I purchased this nice whole-leaf oolong tea this afternoon. Oolong Tea

I steeped it in 200 F water for 3 minutes (as directed) in my tea steeping basket: steeped tea leaves and basket

And when I pulled out the basket, there were some uninvited guests remaining: uninvited guests

Did I do something wrong? I thought this was the kind of results to expect from tea "dust" that might be expected in a bag, but this is whole-leaf tea. Do I need to pre-sift my tea, or something? I'm afraid that as these remnant sit in the tea, they will make it bitter.

  • Sorry for showing my hand... and the crumbs on the table.
    – Ray
    Oct 21, 2011 at 2:30
  • This is completely normal. It's hard to find a strainer that can even filter out the smallest particles. What I normally do is to discard the last bit that's in the cup, so the dust go with it. It should not appear again after 3 steep. What also works great is to let the tea first settle down a bit in the pitcher. Then pour slowly, to make sure the dust stays in the pitcher. Dec 10, 2018 at 12:11

4 Answers 4


In Chinese tea "rituals" they "rinse" the leaves with hot water before steeping.
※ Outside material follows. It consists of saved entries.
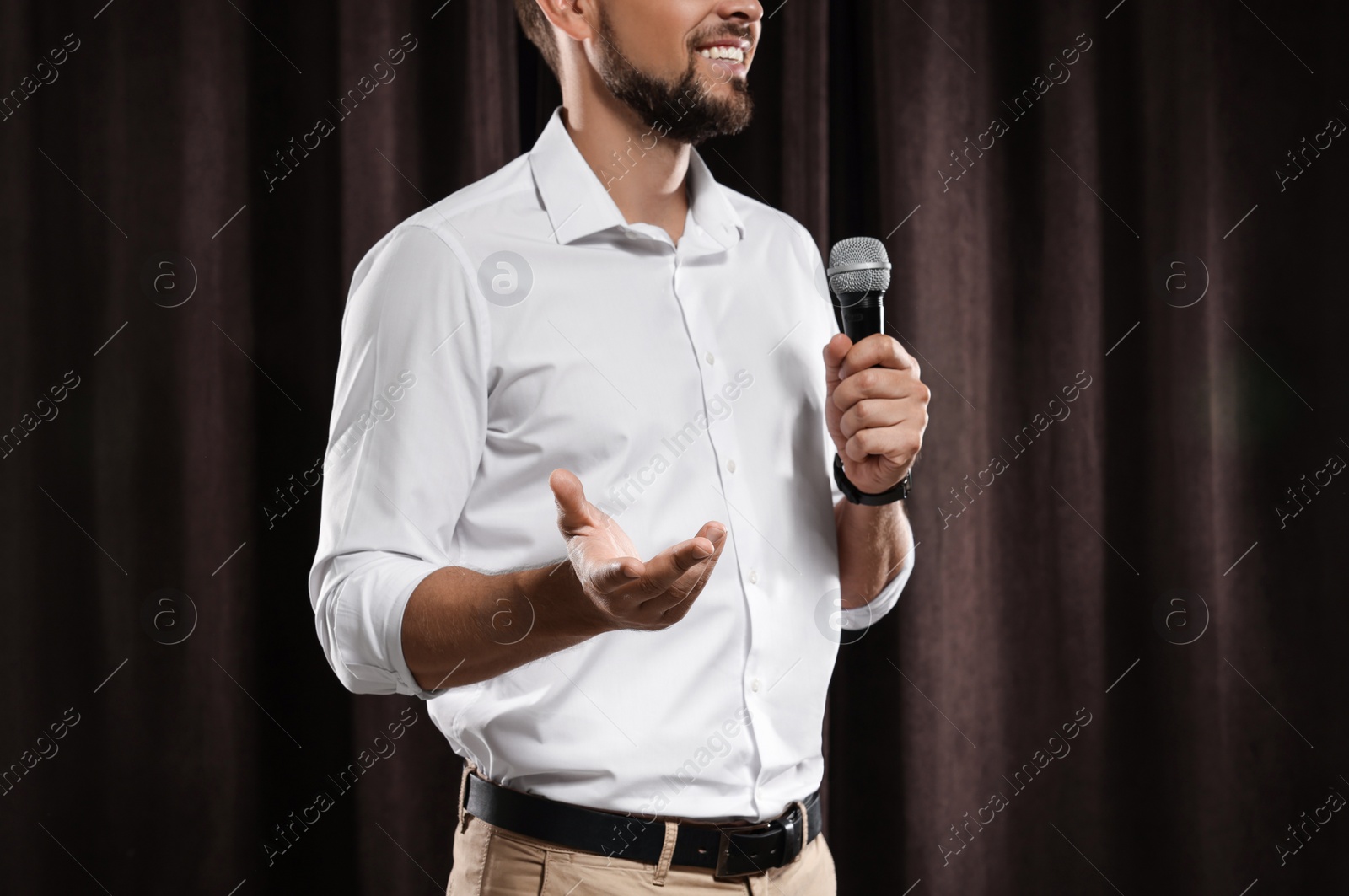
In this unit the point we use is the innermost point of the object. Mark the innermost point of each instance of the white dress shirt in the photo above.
(519, 325)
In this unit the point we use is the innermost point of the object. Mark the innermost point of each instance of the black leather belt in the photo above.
(730, 850)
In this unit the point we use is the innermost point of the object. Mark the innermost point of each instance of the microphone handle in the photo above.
(863, 314)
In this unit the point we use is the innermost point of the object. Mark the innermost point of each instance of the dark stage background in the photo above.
(1139, 224)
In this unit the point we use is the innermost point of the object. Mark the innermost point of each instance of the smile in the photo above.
(734, 54)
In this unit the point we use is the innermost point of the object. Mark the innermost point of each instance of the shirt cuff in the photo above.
(857, 619)
(364, 615)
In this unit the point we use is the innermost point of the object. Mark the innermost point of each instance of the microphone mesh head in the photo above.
(858, 249)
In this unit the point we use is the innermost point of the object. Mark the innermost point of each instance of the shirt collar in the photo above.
(579, 206)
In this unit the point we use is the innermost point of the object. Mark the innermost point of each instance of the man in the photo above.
(642, 714)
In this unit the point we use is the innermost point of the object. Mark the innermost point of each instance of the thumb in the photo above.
(570, 496)
(836, 351)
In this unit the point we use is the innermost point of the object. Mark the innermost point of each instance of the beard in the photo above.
(687, 108)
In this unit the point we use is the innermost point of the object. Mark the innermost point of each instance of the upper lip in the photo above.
(726, 42)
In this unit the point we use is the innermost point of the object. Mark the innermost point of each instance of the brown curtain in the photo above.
(1153, 566)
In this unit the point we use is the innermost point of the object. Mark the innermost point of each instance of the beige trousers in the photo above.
(492, 861)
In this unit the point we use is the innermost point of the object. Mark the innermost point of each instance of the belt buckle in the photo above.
(734, 862)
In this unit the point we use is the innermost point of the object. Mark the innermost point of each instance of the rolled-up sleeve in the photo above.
(405, 440)
(852, 619)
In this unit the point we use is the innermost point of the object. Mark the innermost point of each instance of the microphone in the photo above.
(860, 273)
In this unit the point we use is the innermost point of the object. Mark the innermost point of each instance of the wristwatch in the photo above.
(897, 491)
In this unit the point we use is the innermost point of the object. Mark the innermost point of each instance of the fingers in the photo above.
(870, 413)
(570, 496)
(615, 574)
(660, 574)
(879, 382)
(877, 348)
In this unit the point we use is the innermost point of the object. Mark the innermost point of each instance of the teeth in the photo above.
(734, 54)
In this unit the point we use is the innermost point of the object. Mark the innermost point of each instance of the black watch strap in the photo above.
(899, 491)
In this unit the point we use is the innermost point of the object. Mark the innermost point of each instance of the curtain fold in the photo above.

Fill the pot with water and dump it out right away. Then fill your pot and continue as normal. This gets rid of the majority of the "dust". Like the others said, yes it's normal.

  • Doesn't this also get rid of most of the caffeine?
    – Marplesoft
    Oct 27, 2011 at 17:48
  • You're not leaving it long enough to steap. Just a quick pour through, so I don't think you lose much. Though to be honest, I have no real idea, how much caffeine is lost.
    – talon8
    Oct 27, 2011 at 19:31

This is normal. Even with whole leaf tea, it's a dried (and cooked) product. You're going to experience some "crumbling," and, in my experience, these grounds are more common with loose leafed tea than with dust-in-a-bag. Just pour out the last of your cup--or get used to the texture.


I'd be disappointed if there were no residue in most teas that I drink. Good Japanese teas often have a fair amount of it. The only way to reduce it is to use a finer mesh, but you'll probably lose flavor as well with most teas. I was advised with a certain green tea to use a finer mesh, but in general, there's nothing wrong with what you see.

The main reason you don't see (much) dust in tea from paper bags is that the paper filters are preventing a lot of that dust from getting in your cup. Even though a lot of the contents of a cheap teabag is nearly dust-like, less will escape the iron clutches of those paper filters.


It's normal in China to throw out the first cup of tea made with new tea leaves. You pour some water over the tea, don't let is steep too long, then through out and seep a second cup, this one you drink. You can keep topping up the tea with more hot water till the tea leaves have lost all there flavour.

  • That sounds like the kind of chinese tea where you leave the leaves in the cup. Nice.